Our last morning, and
with little sleep, we tried to go back to the open market that was so
spectacular, but it was closed! They take Sundays quite seriously in
Barcelona, as almost everything was closed, but we managed to find some
coffee and churros and get to the neighrobhood of L'Eixemple, home of
Gaudi's famous Casa Batllò and Casa Milà. We parted ways that
afternoon, as the other two had an earlier train, and then I headed to
the Picasso Museum, which I wanted to see because we're studying him in
Art History right now. After getting lost and wandering through the
narrow-streeted neighborhoods where people actually live (I was
semi-relieved to see that), I came across another of the city's famous
parks, which was literally chock-a-block people. You could hardly see
the grass, there were so many people enjoying picnics in the sun and
playing with their kids and their dogs. It was a great sight, and one
of my first moments seeing the actual people of Barcelona rather than
just the city. Still wanting to go to the museum, though, I tried
again, only to discover just a couple blocks away that the line was at
least an hour long.

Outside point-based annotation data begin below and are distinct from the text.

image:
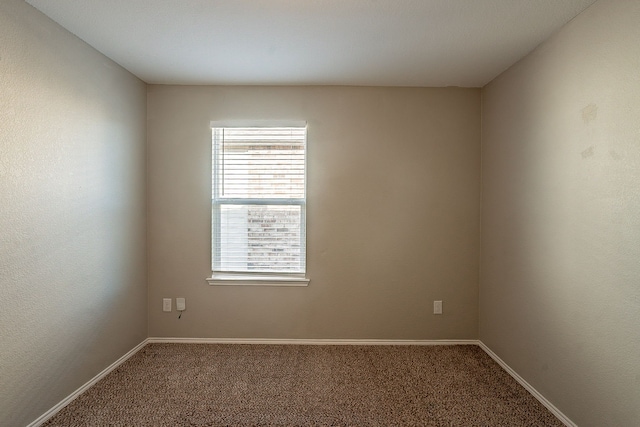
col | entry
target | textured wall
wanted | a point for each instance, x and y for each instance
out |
(560, 282)
(393, 204)
(72, 213)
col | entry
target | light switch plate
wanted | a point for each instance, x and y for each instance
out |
(437, 307)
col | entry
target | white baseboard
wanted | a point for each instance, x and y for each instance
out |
(306, 341)
(51, 412)
(550, 406)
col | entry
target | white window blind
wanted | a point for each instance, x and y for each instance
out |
(259, 191)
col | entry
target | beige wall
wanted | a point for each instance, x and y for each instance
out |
(560, 282)
(393, 205)
(72, 213)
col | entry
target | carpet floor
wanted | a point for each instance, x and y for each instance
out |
(304, 385)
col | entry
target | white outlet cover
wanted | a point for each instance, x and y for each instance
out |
(437, 307)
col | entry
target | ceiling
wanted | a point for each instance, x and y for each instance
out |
(432, 43)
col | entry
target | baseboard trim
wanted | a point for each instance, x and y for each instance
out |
(57, 408)
(550, 406)
(160, 340)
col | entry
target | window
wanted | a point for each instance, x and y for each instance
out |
(258, 205)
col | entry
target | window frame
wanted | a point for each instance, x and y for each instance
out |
(224, 278)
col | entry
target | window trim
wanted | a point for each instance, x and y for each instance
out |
(220, 278)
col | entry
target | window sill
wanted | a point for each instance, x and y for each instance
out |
(221, 279)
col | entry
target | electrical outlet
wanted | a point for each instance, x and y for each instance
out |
(437, 307)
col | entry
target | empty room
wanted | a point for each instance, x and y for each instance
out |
(319, 212)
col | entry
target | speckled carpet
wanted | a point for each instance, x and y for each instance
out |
(298, 385)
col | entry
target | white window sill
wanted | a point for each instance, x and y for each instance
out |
(228, 279)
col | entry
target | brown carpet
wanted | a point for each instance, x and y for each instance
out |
(298, 385)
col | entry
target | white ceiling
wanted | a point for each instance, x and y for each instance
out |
(314, 42)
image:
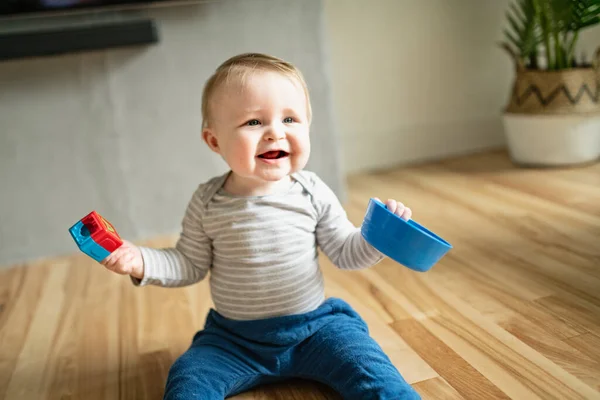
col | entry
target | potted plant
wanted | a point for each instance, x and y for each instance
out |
(553, 115)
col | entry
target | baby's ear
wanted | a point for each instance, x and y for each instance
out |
(211, 140)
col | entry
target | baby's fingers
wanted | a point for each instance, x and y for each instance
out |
(407, 214)
(392, 205)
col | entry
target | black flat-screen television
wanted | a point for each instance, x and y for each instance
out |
(45, 7)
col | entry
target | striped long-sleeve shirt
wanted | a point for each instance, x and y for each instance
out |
(261, 251)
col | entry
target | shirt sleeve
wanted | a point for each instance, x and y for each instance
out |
(337, 237)
(189, 261)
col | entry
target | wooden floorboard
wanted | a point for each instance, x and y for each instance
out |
(513, 311)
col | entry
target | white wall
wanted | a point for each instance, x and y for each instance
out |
(118, 130)
(419, 79)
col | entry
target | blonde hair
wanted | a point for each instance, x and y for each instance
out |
(239, 66)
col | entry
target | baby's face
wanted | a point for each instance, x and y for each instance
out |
(261, 128)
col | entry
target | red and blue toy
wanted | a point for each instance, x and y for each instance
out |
(95, 236)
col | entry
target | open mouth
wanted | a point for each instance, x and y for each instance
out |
(273, 155)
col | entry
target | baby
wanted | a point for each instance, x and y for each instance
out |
(256, 229)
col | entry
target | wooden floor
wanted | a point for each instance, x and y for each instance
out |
(513, 311)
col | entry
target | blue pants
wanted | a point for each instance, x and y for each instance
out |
(330, 344)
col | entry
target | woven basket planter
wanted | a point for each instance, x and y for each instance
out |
(553, 117)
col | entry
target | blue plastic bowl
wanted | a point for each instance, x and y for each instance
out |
(405, 242)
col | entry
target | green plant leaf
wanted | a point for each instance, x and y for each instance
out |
(524, 33)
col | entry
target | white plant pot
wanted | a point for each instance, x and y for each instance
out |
(552, 140)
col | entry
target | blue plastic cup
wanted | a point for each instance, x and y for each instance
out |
(405, 242)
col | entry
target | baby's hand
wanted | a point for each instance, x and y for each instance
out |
(398, 208)
(126, 260)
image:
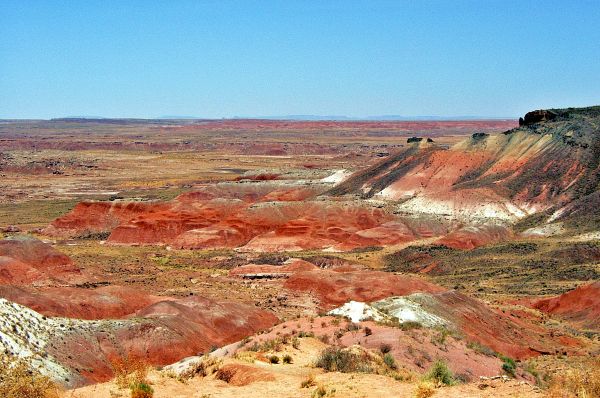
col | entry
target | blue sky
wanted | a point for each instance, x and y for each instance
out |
(251, 58)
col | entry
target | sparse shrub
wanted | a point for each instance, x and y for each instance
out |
(336, 359)
(509, 366)
(309, 382)
(410, 325)
(389, 360)
(141, 390)
(481, 349)
(296, 342)
(319, 392)
(352, 327)
(440, 337)
(18, 381)
(130, 371)
(440, 374)
(580, 381)
(225, 374)
(425, 389)
(324, 338)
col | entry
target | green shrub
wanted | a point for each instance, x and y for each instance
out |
(141, 390)
(335, 359)
(385, 348)
(439, 373)
(389, 360)
(509, 366)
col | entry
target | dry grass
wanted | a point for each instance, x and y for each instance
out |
(18, 381)
(309, 381)
(424, 389)
(582, 381)
(130, 371)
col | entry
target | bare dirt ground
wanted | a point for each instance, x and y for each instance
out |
(46, 168)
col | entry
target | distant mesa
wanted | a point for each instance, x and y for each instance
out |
(533, 117)
(417, 139)
(479, 136)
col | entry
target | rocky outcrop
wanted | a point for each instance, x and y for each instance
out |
(538, 116)
(580, 306)
(75, 352)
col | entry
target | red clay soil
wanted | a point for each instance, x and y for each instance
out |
(336, 288)
(239, 217)
(508, 334)
(475, 236)
(580, 306)
(505, 333)
(25, 260)
(293, 266)
(508, 175)
(159, 334)
(241, 375)
(101, 303)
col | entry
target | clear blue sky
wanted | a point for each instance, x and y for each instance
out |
(250, 58)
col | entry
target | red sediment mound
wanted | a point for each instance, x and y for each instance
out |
(25, 260)
(474, 236)
(34, 252)
(71, 302)
(580, 306)
(293, 266)
(336, 288)
(242, 375)
(161, 333)
(258, 177)
(504, 333)
(94, 217)
(15, 272)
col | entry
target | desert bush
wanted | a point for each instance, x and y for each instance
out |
(389, 360)
(324, 338)
(208, 365)
(440, 374)
(17, 380)
(580, 381)
(440, 337)
(274, 359)
(141, 390)
(336, 359)
(424, 389)
(309, 382)
(130, 370)
(225, 374)
(481, 349)
(509, 365)
(296, 343)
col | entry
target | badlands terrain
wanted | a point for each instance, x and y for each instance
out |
(247, 258)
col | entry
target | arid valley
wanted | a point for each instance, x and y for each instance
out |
(250, 257)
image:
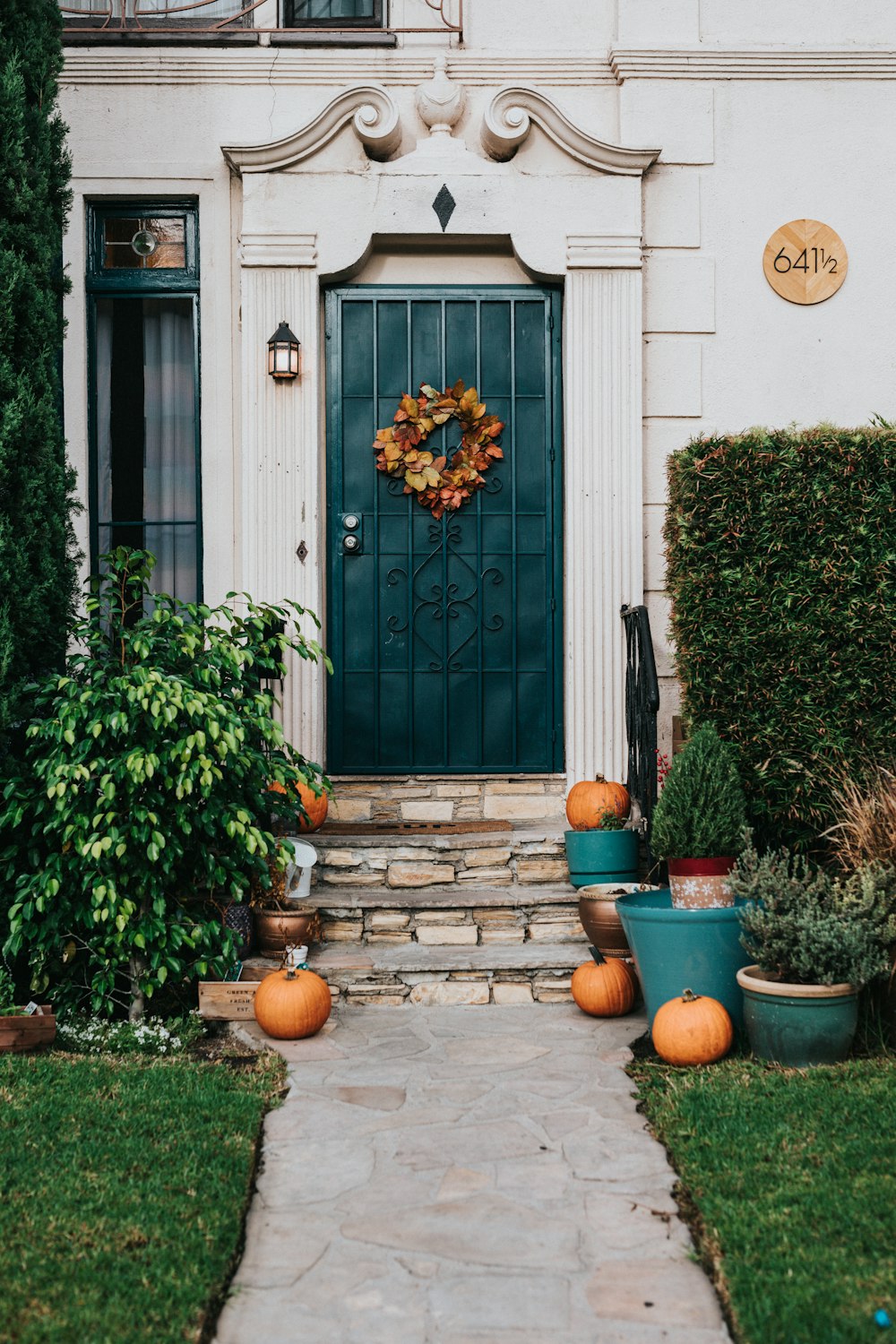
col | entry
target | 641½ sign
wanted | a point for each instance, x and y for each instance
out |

With only a few hours before I had to be at the
train station, I sadly accepted that it wasn't going to happen and
somehow found myself at the beach twenty minutes later. This town has
everything, I'm telling you. The beach area was so great - there were
endless rollerbladers skating among the crowds and musicians along the
boardwalk flanked on either side by a beautiful beach and seafood
cafés. It was a wonderful way to end my stay.